A few months ago, I mentioned an article in Cell arguing that many results of genome-wide association studies are false positives. This is obviously wrong, and this week, a pair of letters to the editor (including one by Kai Wang summarizing arguments he made in various comment threads here and elsewhere) take the authors to task. The response from McClellan and King is laden with non sequiturs and simple factual errors, but they conclude:
We understand that many believe that most GWAS findings are valid….Currently, GWAS results fail to explain the vast majority of genetic influence on any human illness. Further, most risk variants implicated by GWAS have no demonstrated biological, functional, or clinical relevance for disease.
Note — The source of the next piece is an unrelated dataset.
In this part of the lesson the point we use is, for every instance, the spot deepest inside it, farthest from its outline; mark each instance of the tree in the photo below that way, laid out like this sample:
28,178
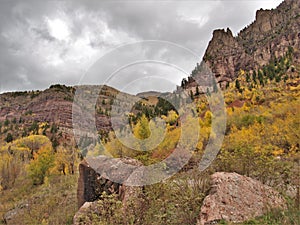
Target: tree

I’ve bolded the last sentence there, because it’s somewhat ironic that this was published the day after an epic genome-wide association study titled “Biological, clinical and population relevance of 95 loci for blood lipids“. This paper is worth a read not just if you’re interested in lipids, but because of the massive effort put into functional characterization of the identified loci. For a few genes, the authors are able to show that altering the expression level of the gene in mice leads to the exact phenotype they’d expect, highlighting a number of potential therapeutic targets. At one gene, a companion paper describes a heroic series of experiments to identify the precise mechanism by which a non-coding SNP exerts its effect.
I allow myself to hope that these sorts of experiments will lead to a push back against the bizarre notion that associations between non-coding polymorphisms and disease are somehow suspect.